Kemp Superintendent James Young told local media that as of Monday, 100 students and 30 staff members had tested positive for COVID-19, equaling about a 7-8 percent positivity rate within the district.

However, despite health officials' suggestions, Leander Independent School District, which consists of more than 40,000 students in central Texas, chose not to close schools in the area, according to a Texas Tribune report on Tuesday.

About 43 percent of cases in the district occurred in elementary schools and the "vast majority" of cases are students, said the report, citing Dr. Amanda Norwood, medical director of the Williamson County and Cities Health District.

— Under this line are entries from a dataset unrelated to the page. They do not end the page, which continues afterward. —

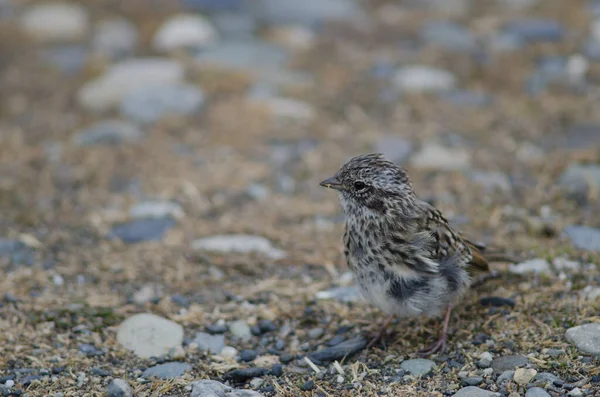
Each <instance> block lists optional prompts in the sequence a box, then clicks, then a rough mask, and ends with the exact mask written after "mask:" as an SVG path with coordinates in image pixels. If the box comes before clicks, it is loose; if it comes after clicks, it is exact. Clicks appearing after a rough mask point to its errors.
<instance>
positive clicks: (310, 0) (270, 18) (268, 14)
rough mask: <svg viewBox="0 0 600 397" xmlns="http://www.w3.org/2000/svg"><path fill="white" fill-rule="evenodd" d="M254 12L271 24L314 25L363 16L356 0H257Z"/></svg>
mask: <svg viewBox="0 0 600 397" xmlns="http://www.w3.org/2000/svg"><path fill="white" fill-rule="evenodd" d="M251 4H252V5H253V6H254V7H253V8H252V12H253V14H254V15H256V16H257V18H259V19H260V20H261V21H263V22H266V23H270V24H303V25H309V26H314V25H318V24H321V23H323V22H326V21H331V20H345V21H348V20H357V19H359V18H360V17H362V16H363V12H362V9H361V8H360V7H359V5H358V2H356V1H355V0H302V1H297V0H256V1H255V2H252V3H251Z"/></svg>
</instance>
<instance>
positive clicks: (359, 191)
mask: <svg viewBox="0 0 600 397" xmlns="http://www.w3.org/2000/svg"><path fill="white" fill-rule="evenodd" d="M320 185H321V186H324V187H328V188H330V189H335V190H337V191H338V192H339V195H340V202H341V204H342V207H343V209H344V212H345V213H346V214H347V215H348V214H353V213H354V212H355V211H363V212H364V210H368V212H370V213H373V214H386V213H389V212H390V210H394V212H397V211H400V212H404V208H405V207H408V206H409V205H410V204H411V203H412V202H413V201H414V199H415V195H414V192H413V189H412V182H411V181H410V178H409V177H408V174H407V173H406V171H405V170H404V169H402V168H400V167H399V166H397V165H396V164H394V163H393V162H391V161H389V160H388V159H386V158H385V157H384V156H383V155H382V154H379V153H373V154H364V155H361V156H357V157H354V158H353V159H351V160H350V161H348V162H347V163H346V164H344V165H343V166H342V168H340V170H339V171H338V172H337V173H336V174H335V175H334V176H332V177H331V178H328V179H326V180H324V181H323V182H321V183H320Z"/></svg>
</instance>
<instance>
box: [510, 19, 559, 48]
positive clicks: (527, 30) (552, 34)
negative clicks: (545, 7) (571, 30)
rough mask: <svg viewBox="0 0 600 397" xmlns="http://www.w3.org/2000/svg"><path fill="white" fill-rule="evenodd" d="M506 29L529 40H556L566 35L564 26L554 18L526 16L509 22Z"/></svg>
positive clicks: (543, 41) (534, 40) (512, 32)
mask: <svg viewBox="0 0 600 397" xmlns="http://www.w3.org/2000/svg"><path fill="white" fill-rule="evenodd" d="M504 31H506V32H509V33H511V34H514V35H517V36H519V37H521V38H522V39H523V40H525V41H527V42H555V41H560V40H562V38H563V37H564V34H565V32H564V28H563V27H562V25H560V23H559V22H558V21H555V20H553V19H542V18H539V19H536V18H529V19H527V18H525V19H520V20H516V21H512V22H509V23H508V24H506V25H505V26H504Z"/></svg>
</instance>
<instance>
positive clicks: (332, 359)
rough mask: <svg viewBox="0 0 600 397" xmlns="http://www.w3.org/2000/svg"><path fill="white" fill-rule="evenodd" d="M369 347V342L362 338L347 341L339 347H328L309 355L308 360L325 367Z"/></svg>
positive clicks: (336, 345)
mask: <svg viewBox="0 0 600 397" xmlns="http://www.w3.org/2000/svg"><path fill="white" fill-rule="evenodd" d="M366 346H367V341H366V340H365V339H364V338H362V337H357V338H354V339H350V340H347V341H345V342H342V343H340V344H339V345H336V346H332V347H327V348H325V349H322V350H318V351H316V352H312V353H309V354H308V358H309V359H310V360H311V361H312V362H313V363H315V364H317V365H324V364H326V363H330V362H332V361H335V360H341V359H342V358H344V357H350V356H352V355H353V354H356V353H358V352H359V351H361V350H362V349H364V348H365V347H366Z"/></svg>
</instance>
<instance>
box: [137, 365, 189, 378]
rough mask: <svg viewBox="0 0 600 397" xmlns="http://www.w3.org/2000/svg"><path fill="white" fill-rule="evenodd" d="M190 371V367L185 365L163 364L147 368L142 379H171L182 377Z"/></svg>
mask: <svg viewBox="0 0 600 397" xmlns="http://www.w3.org/2000/svg"><path fill="white" fill-rule="evenodd" d="M191 369H192V366H191V365H189V364H187V363H180V362H172V363H165V364H159V365H155V366H154V367H150V368H147V369H146V370H145V371H144V373H143V374H142V377H144V378H146V379H149V378H152V377H156V378H159V379H173V378H177V377H179V376H181V375H183V374H184V373H185V372H187V371H190V370H191Z"/></svg>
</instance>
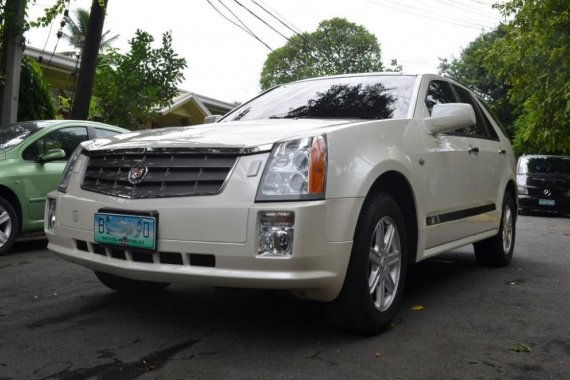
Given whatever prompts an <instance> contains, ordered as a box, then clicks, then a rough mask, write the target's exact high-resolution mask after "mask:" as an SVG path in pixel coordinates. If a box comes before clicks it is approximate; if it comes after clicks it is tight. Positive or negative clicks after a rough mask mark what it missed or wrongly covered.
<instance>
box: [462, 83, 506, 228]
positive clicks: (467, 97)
mask: <svg viewBox="0 0 570 380" xmlns="http://www.w3.org/2000/svg"><path fill="white" fill-rule="evenodd" d="M453 87H454V89H455V91H456V92H457V94H458V96H459V98H460V101H461V102H462V103H468V104H471V106H472V107H473V110H474V111H475V117H476V118H477V124H476V125H474V126H473V127H472V128H471V129H470V131H469V133H470V134H471V138H472V145H473V147H475V148H476V149H477V151H478V152H477V155H478V158H479V160H478V168H477V173H476V178H477V188H478V193H479V194H478V199H479V205H478V207H479V210H480V211H481V214H484V217H481V218H479V219H478V223H477V224H476V225H474V227H476V232H483V231H488V230H491V229H493V228H497V227H498V224H499V223H498V221H499V218H500V210H501V205H498V204H497V200H498V199H500V198H501V197H502V194H503V192H504V189H501V188H500V187H501V179H502V178H503V175H504V170H505V167H506V166H507V163H506V162H505V160H506V159H507V157H506V153H507V151H506V147H505V146H502V144H505V143H504V142H501V140H500V139H499V136H498V134H497V132H496V131H495V129H494V128H493V125H492V124H491V121H490V120H489V118H488V117H487V116H486V114H485V112H484V111H483V109H482V108H481V106H480V104H479V102H478V101H477V100H476V99H475V97H474V96H473V94H472V93H470V92H469V91H467V90H466V89H464V88H462V87H460V86H457V85H453Z"/></svg>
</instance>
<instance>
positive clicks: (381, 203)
mask: <svg viewBox="0 0 570 380" xmlns="http://www.w3.org/2000/svg"><path fill="white" fill-rule="evenodd" d="M406 263H407V241H406V230H405V228H404V219H403V217H402V213H401V211H400V208H399V207H398V204H397V203H396V202H395V201H394V199H393V198H392V197H391V196H390V195H388V194H386V193H379V194H377V195H376V196H375V197H373V198H372V199H371V200H370V201H367V202H365V204H364V206H363V211H362V212H361V215H360V218H359V220H358V224H357V227H356V232H355V236H354V244H353V248H352V253H351V257H350V262H349V266H348V271H347V274H346V278H345V281H344V285H343V289H342V291H341V293H340V295H339V297H338V298H337V300H335V301H334V304H333V305H334V310H333V313H332V317H333V318H334V319H333V320H332V321H331V322H332V323H333V324H334V325H336V326H338V327H340V328H342V329H343V330H347V331H350V332H355V333H359V334H375V333H379V332H381V331H383V330H385V329H386V328H387V327H388V326H389V324H390V322H391V321H392V319H393V318H394V315H395V314H396V312H397V310H398V307H399V304H400V300H401V298H402V293H403V288H404V282H405V277H406Z"/></svg>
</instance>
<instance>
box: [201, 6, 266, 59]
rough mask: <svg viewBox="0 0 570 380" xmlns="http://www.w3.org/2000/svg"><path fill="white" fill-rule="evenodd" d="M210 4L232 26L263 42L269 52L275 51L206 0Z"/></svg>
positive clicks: (215, 10) (252, 32)
mask: <svg viewBox="0 0 570 380" xmlns="http://www.w3.org/2000/svg"><path fill="white" fill-rule="evenodd" d="M206 1H207V2H208V4H210V6H211V7H212V8H214V10H215V11H216V12H218V13H219V14H220V15H221V16H222V17H223V18H225V19H226V20H227V21H229V22H231V23H232V24H234V25H235V26H237V27H238V28H240V29H241V30H243V31H244V32H246V33H247V34H249V35H250V36H252V37H253V38H255V39H256V40H258V41H259V42H261V43H262V44H263V45H264V46H265V47H266V48H268V49H269V50H271V51H273V49H271V47H270V46H269V45H267V44H266V43H265V42H264V41H262V40H261V38H259V37H258V36H257V35H255V34H254V33H253V32H251V31H250V30H249V29H246V28H244V27H243V26H241V25H239V24H238V23H236V22H235V21H233V20H231V19H230V18H229V17H227V16H226V15H225V14H223V13H222V12H221V11H220V10H219V9H218V8H216V7H215V6H214V4H212V3H211V2H210V0H206Z"/></svg>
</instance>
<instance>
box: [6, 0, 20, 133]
mask: <svg viewBox="0 0 570 380" xmlns="http://www.w3.org/2000/svg"><path fill="white" fill-rule="evenodd" d="M25 10H26V0H6V3H5V5H4V36H3V38H4V41H3V46H4V49H3V51H2V61H1V62H2V65H4V67H3V68H2V69H3V71H4V73H5V77H4V86H3V88H2V89H1V94H2V102H1V103H0V107H1V108H0V124H2V125H4V124H8V123H15V122H16V121H17V118H18V94H19V92H20V71H21V63H22V54H23V51H24V40H23V38H24V13H25Z"/></svg>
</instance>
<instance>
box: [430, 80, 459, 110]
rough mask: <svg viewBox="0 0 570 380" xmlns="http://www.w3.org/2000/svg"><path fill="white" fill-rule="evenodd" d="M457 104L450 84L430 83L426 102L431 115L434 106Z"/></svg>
mask: <svg viewBox="0 0 570 380" xmlns="http://www.w3.org/2000/svg"><path fill="white" fill-rule="evenodd" d="M456 102H457V98H456V97H455V94H454V93H453V90H452V89H451V86H450V84H449V83H448V82H445V81H439V80H434V81H431V82H430V84H429V87H428V92H427V95H426V100H425V104H426V106H427V108H428V110H429V113H430V115H431V110H432V109H433V106H434V105H436V104H444V103H456Z"/></svg>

"This outbreak is probably infecting more kids than what we've seen in the past epidemic surges," former Food and Drug Administration director Scott Gottlieb spoke on CNBC, while predicting the Delta-driven COVID-19 surge in the southern United States has likely peaked.

According to data issued Tuesday by the Texas Department of State Health Services, more than 2.9 million cases have been reported in Texas and more than 54,000 people in the state have died since the pandemic broke out last year.

The Southeast Texas Regional Advisory Council on Monday reported more than 4,000 COVID-19 hospitalizations for the first time since the outbreak in the 25-county region the agency covers. More than 700 patients, 107 in critical condition, were stuck in emergency departments waiting for an available bed.